Refractive Error Induced by Combined Phacotrabeculectomy
10.3341/jkos.2018.59.12.1173
- Author:
Jun Seok LEE
1
;
Chong Eun LEE
;
Ji Hae PARK
;
Sam SEO
;
Kyoo Won LEE
Author Information
1. Cheil Eye Hospital, Daegu, Korea. vit.s0324@gmail.com
- Publication Type:Original Article
- Keywords:
Astigmatism;
Glaucoma;
Phacotrabeculectomy;
Refractive outcome
- MeSH:
Anterior Chamber;
Astigmatism;
Cataract;
Glaucoma;
Glaucoma, Open-Angle;
Humans;
Intraocular Pressure;
Lenses, Intraocular;
Medical Records;
Phacoemulsification;
Refractive Errors;
Retrospective Studies
- From:Journal of the Korean Ophthalmological Society
2018;59(12):1173-1180
- CountryRepublic of Korea
- Language:Korean
-
Abstract:
PURPOSE: We evaluated the postoperative accuracy of intraocular lens power prediction for patients undergoing phacotrabeculectomy and identified preoperative factors associated with refractive outcome in those with primary open-angle glaucoma (POAG).

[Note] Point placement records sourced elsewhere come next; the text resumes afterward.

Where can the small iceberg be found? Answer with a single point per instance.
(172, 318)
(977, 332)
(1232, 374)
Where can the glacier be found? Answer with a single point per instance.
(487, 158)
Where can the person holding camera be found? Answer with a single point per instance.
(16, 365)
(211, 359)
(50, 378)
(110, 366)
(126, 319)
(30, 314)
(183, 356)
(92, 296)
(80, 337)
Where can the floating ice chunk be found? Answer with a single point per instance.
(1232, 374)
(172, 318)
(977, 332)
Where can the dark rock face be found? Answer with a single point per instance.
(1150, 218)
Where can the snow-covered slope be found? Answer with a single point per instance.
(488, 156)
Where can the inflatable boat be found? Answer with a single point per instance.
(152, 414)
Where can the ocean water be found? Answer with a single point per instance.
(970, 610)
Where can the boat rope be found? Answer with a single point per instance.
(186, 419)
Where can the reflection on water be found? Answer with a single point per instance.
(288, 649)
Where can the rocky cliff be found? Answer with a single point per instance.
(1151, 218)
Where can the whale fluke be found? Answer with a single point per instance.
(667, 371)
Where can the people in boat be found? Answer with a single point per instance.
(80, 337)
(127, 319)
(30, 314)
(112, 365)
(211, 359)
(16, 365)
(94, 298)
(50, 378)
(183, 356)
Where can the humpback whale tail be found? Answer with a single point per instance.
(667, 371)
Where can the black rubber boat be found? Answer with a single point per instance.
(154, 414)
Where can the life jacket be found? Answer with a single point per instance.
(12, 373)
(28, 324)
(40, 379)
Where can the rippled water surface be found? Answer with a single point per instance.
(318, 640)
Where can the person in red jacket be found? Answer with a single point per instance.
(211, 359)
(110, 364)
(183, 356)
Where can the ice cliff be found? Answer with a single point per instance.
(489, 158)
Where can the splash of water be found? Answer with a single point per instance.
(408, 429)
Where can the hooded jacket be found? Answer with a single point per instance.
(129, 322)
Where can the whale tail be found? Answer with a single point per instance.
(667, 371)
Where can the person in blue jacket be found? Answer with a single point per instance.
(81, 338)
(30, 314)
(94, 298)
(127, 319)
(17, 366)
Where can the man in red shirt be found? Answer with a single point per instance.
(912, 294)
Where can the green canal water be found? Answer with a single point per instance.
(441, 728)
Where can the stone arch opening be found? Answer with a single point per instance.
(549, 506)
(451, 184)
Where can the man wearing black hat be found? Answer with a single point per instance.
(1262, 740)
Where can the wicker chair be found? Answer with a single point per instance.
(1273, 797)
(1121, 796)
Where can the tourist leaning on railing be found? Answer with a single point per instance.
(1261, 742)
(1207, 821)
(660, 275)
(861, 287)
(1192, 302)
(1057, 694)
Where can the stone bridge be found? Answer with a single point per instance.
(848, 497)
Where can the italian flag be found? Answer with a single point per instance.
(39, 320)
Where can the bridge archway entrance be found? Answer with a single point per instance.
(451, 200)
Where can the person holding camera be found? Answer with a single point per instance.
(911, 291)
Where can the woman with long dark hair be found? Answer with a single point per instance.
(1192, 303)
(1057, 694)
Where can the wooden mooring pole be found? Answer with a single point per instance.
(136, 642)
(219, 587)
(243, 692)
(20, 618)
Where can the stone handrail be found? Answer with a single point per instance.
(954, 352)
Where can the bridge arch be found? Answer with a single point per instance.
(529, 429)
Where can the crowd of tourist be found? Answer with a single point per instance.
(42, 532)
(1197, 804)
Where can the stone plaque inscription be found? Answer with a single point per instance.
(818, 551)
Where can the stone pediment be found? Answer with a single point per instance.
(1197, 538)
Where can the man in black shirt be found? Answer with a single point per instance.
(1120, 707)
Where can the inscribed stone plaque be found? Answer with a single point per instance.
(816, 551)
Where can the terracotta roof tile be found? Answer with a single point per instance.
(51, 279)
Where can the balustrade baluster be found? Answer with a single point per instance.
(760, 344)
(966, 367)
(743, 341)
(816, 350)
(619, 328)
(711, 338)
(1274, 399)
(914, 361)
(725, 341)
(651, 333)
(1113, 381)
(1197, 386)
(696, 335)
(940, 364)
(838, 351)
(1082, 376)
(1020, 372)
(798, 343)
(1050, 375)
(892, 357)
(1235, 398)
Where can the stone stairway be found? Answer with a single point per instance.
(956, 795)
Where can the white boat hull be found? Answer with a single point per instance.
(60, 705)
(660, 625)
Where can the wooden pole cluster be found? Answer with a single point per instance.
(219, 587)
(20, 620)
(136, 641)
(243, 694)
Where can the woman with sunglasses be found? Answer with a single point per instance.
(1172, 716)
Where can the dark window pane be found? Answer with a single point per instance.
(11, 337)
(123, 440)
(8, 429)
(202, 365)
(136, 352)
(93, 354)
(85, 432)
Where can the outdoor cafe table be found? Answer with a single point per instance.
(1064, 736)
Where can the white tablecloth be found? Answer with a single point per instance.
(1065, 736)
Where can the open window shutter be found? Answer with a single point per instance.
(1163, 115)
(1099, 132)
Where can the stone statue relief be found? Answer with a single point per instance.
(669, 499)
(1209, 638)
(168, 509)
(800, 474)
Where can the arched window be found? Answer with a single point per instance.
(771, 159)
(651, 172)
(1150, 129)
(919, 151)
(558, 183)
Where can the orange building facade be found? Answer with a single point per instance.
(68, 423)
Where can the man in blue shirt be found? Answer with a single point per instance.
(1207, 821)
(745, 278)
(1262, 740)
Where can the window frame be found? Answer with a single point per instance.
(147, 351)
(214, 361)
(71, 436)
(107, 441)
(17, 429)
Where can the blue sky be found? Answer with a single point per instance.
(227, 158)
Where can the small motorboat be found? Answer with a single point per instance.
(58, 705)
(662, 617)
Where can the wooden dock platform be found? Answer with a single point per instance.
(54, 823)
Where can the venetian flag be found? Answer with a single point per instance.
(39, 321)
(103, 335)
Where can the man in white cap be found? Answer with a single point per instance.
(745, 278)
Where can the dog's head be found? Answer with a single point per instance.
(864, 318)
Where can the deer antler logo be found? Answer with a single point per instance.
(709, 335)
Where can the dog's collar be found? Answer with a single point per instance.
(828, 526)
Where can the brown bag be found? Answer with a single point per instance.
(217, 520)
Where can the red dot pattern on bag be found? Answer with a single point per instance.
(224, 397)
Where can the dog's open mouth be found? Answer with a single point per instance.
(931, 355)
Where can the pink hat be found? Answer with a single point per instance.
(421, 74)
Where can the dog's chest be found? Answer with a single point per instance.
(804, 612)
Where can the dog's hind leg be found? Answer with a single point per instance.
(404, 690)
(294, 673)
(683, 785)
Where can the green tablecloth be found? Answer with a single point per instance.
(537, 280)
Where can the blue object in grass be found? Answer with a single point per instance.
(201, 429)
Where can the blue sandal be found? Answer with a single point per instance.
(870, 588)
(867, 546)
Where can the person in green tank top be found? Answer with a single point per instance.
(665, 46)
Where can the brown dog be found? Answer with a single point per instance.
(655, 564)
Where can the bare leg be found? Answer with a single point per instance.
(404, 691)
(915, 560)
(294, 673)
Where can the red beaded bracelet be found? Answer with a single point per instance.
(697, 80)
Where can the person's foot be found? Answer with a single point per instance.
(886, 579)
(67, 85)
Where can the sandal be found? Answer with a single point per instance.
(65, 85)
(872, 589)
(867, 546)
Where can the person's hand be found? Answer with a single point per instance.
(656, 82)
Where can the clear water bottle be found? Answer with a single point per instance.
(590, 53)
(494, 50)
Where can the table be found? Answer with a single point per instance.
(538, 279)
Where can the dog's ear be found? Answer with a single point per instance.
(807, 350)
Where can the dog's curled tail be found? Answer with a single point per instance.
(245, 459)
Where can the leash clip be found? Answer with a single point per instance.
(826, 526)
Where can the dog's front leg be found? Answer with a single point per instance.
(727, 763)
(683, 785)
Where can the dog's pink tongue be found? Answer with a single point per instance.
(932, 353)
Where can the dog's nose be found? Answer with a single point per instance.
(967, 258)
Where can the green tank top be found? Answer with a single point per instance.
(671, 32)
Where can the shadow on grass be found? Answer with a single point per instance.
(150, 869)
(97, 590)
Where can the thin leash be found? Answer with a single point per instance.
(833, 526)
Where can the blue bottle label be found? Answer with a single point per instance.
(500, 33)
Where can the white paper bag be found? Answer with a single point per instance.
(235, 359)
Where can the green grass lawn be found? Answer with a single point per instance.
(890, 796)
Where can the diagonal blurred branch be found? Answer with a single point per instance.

METHODS: We retrospectively reviewed the medical records of 27 patients who underwent phacotrabeculectomy to treat POAG. We recorded all discrepancies between predicted and actual postoperative refractions. We compared the data to those of an age- and sex-matched control group that underwent uncomplicated cataract surgery during the same time period. Preoperative factors associated with the mean absolute error (MAE) were identified via multivariate regression analyses. RESULTS: The mean refractive error of the 27 eyes that underwent phacotrabeculectomy was comparable to that of the 27 eyes treated via phacoemulsification (+0.02 vs. −0.01 D, p = 0.802). The phacotrabeculectomy group exhibited a significantly higher MAE (0.65 vs. 0.35 D, p = 0.035) and more postoperative astigmatism (−1.07 vs. −0.66 D, p = 0.020) than the phacoemulsification group. The preoperative anterior chamber depth (ACD) and the changes in the postoperative intraocular pressure (IOP) were significantly associated with a greater MAE after phacotrabeculectomy. CONCLUSIONS: POAG treatment via combined phacoemulsification/trabeculectomy was associated with greater error in terms of final refraction prediction, and more postoperative astigmatism. As both a shallow preoperative ACD and a greater postoperative change in IOP appear to increase the predictive error, these two factors should be considered when planning phacotrabeculectomy.